Bristol-Myers Squibb ($BMY) will team up with AbbVie ($ABBV) to run an early-stage lung cancer study combining BMS’ marketed checkpoint inhibitors with AbbVie’s experimental antibody drug conjugate Rova-T.
The Phase I/II study, slated to start later this year, will see Bristol bring its immunotherapies Yervoy (ipilimumab) and Opdivo (nivolumab) to the table--two drugs that have helped shape a new approach to treating cancer.
The treatments, which have blockbuster sales and between them licenses for melanoma and non-small lung cancer among others, will be used together with AbbVie’s Rova-T (rovalpituuzumab tesirine) for relapsed extensive-stage small cell lung cancer (SCLC). One study will also look at just Opdivo and Rova-T.
We already know of the immunotherapy effect from BMS’ meds, drugs that essentially “take the brakes off” the immune system and enable it to fight cancer, but this tie-up is designed to assess whether AbbVie’s med--which works as a targeted cell killing and antigen release--can further enhance the effect of immunotherapy from Yervoy and/or Opdivo.
Rova-T targets cancer stem cells and combines a targeted antibody that delivers a cytotoxic agent directly to cancer cells expressing a delta-like protein 3 (DLL3)--which is expressed in more than 80% of SCLC tumors.
The drug is undergoing third-line trials for the treatment for SCLC, although it is also planning first-line tests, as well as studies into other tumors, in the coming years.
Data out in June showed some positive results for the drug on its own, coming after the U.S. giant pay $5.8 billion upfront--with $4 billion reserved for milestones--for Stemcentrx and its Rova-T.
But the overall data in SCLC failed to win favor with many analysts, especially given the price tag paid for access to the drug and the modest survival benefit it produced.
Still, most Big Pharmas and biotech are now combining new therapies--especially cancer immunotherapies--with other drugs based on the theory that many hands make light work of cancer.
“We believe the combination of these cancer-fighting agents may offer patients a new treatment option in a disease with limited therapies,” said Scott J. Dylla, VP of research and development at AbbVie.
“By combining immune-checkpoint inhibitors that prime the body's immune system to fight cancer cells with Rova-T's approach to target cancer stem cells, we hope to build on our goal to develop differentiated treatments with therapeutic benefit that elevate the standard of care for small cell lung cancer patients.”

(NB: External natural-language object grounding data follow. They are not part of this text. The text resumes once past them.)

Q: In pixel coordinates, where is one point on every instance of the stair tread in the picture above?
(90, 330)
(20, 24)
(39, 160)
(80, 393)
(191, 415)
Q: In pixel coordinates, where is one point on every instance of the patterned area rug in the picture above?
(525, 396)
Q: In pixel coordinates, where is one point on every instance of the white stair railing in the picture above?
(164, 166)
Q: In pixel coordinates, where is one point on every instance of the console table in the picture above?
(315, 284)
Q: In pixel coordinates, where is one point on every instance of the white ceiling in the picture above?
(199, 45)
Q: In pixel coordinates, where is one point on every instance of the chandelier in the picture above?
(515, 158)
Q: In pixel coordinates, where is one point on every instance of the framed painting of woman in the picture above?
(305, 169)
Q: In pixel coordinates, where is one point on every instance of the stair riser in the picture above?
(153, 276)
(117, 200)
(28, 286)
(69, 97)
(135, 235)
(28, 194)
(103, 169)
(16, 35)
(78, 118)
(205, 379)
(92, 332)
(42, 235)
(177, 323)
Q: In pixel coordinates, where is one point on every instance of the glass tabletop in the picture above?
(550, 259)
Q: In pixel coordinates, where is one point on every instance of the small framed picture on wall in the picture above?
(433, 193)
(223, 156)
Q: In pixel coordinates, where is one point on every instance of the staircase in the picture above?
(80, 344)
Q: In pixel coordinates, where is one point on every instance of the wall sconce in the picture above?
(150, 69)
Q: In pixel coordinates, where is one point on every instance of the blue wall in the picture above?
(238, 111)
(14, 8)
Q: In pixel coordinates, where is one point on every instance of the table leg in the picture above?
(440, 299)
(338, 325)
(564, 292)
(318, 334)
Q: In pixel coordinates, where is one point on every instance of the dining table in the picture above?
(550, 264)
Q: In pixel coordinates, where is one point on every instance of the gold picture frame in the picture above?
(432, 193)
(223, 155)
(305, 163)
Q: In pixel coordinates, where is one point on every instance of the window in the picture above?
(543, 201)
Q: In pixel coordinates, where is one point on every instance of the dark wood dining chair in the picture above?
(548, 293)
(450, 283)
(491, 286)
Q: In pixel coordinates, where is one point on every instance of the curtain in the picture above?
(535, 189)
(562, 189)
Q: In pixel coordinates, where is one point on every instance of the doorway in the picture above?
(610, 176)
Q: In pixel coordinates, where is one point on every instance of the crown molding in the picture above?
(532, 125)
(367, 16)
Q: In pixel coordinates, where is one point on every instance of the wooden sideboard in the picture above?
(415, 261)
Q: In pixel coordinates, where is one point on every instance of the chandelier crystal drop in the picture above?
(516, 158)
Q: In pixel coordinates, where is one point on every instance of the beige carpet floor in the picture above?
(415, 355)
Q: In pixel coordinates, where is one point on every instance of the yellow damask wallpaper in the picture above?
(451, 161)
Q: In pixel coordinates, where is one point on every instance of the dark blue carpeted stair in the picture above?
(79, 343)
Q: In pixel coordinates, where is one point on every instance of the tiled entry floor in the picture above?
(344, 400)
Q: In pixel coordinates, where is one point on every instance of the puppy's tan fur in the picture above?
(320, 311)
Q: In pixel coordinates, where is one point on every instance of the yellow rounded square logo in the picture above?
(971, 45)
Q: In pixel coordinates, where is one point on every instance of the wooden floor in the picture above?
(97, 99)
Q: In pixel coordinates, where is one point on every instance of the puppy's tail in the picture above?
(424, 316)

This comes as AbbVie has been ramping up the oncology deals in recent months, with three cancer deals signed in April alone as it looks to shore up its early-stage pipeline in the wake of an oncoming onslaught of its $14 billion a year Humira (adalimumab) in the form of a slew of biosimilars. The company will hope to help produce revenue from its R&D machine, with a focus on cancer, once sales from the autoimmune drug are decimated over the next 5-10 years.
Although not as prevalent as non-small cell lung cancer, SCLC is still responsible for around 15% of all lung cancers, and has a poor survival rate with no targeted treatments.